Regions make it possible to deallocate large collections of objects all at once, but they do not provide a mechanism for deallocating and reusing individual objects. The key to the latter problem is the ability to control aliasing so, together with Greg Morrisett and Fred Smith, I developed new type structure that makes it possible to represent and reason about pointers in our typed assembly language. Although there are many strategies for reasoning about aliasing, ours is unique with respect to the ease with which it interoperates with advanced higher-order type systems.

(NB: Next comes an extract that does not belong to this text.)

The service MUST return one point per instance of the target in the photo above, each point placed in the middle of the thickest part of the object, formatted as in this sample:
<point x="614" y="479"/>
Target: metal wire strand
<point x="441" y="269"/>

Since coming to Carnegie Mellon University, I have continued to explore topics in memory management. Currently, I am investigating techniques for giving source-language programmers both a high degree of control over memory management and guarantees of safety. More specifically, I have been working with Kevin Watkins to develop a theoretical model of memory that will allow us to incorporate a number of different memory management paradigms, ranging from reference counting to explicit region-based memory management, in the same language. I also continue to collaborate with Greg Morrisett. We are planning to implement some of the ideas developed in my formal framework in one of Greg's projects at Cornell, a type-safe variant of C called Cyclone. However, much research remains to be done. Development of a practical source-level language will require new techniques in program analysis and type inference as well as careful consideration of syntax, language design and the organization of the run-time system in order to succeed. I am interested in exploring all of these issues as well as experimenting with the resulting language on real systems applications.

Memory is just one of many resources that must be protected in an environment that may contain faulty or malicious processes. In order to secure a host computer against untrusted code, it is necessary to control other resources including, for example, access to files and use of hardware devices such as the network or CPU. In general, I am interested both in research that can help us understand how to define and reason about security policies as well as research that provides sound mechanisms for enforcing these policies. Recently, I contributed a solution to the latter half of the problem by showing how to compile and verify code that is not only type-safe for a standard notion of type-safety, but also secure with respect to a security policy. More specifically, I demonstrated that it was possible to use automaton-theoretic specifications of security policies to instrument programs with static typing information and the occasional run-time check. This combined static and dynamic approach to security made it possible to compile any program into a well-defined target calculus and yet verify that the resulting code adhered to the given policy. The techniques I discovered are extremely general; they can be used to enforce any safety property, for a broad definition of safety, including access control policies, resource bounds policies and policies that depend upon the history of the computation.

I also continue to be interested in security issues at Carnegie Mellon. I have recently written a grant proposal with Frank Pfenning to engage in a joint research project with NRL that will study how to use formal logics to specify important security protocols. At the same time, we are investigating how programming language technology can help give greater confidence that an implementation of one of these specifications is correct.

In future research projects, I will continue to investigate ways to improve the design and implementation of modern programming languages. I believe that progress in this field relies upon a healthy collaboration between foundational theory and pragmatic experience with implementation and applications. Therefore, I plan to strike a balance between these research directions as I develop the next generation of safe and reliable programming language technology.